Consideran inevitable los grandes ‘incentivos’ para el estímulo de sus capas
acomodadas, basados en el reparto desigual, la consolidación de privilegios de
las élites y el control del poder, evitando las libertades políticas. Es un
asunto mucho más profundo que el síntoma reconocido por sus dirigentes y que
les preocupa, de la corrupción rampante en su burocracia política y su nueva
capa empresarial.
Contando
con su fuerte atraso previo, el sistema económico chino, de modernización
acelerada pero con fuerte incremento de la desigualdad y un modelo social
frágil (sin Estado de bienestar, ni suficiente cobertura pública de la
protección social, la vivienda o la sanidad), no supone ningún atractivo para
las clases trabajadoras europeas; todo lo contrario, aquí se ve con recelo al
ser utilizado, dentro de la actual globalización económica, como argumento para
el recorte de los derechos sociales, laborales y de empleo.
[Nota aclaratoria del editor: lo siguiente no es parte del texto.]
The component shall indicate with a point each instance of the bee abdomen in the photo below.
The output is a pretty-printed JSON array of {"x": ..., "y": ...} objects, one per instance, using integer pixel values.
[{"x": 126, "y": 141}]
El mayor país llamado
‘socialista’ no está asociado a la igualdad. Pero, con su régimen autoritario,
sus élites tampoco pueden dar lecciones de desarrollo democrático y respeto al
pluralismo y las libertades civiles y políticas. Sobre todo, tienen un grave
problema de legitimidad entre su pueblo y, según ellos mismos, si no corrigen
la corrupción generalizada (la apropiación de riquezas y la desigualdad
desenfrenadas) puede llevar al traste la estabilidad de su régimen.
El actual desvelamiento de la grave
corrupción entre las altas esferas supone un jaque a la élite china, que tiene
un gran reto por delante, de modernización sostenible, igualdad y
democratización, si quiere evitar el declive de su legitimidad y el
cuestionamiento abierto de la hegemonía de su poder.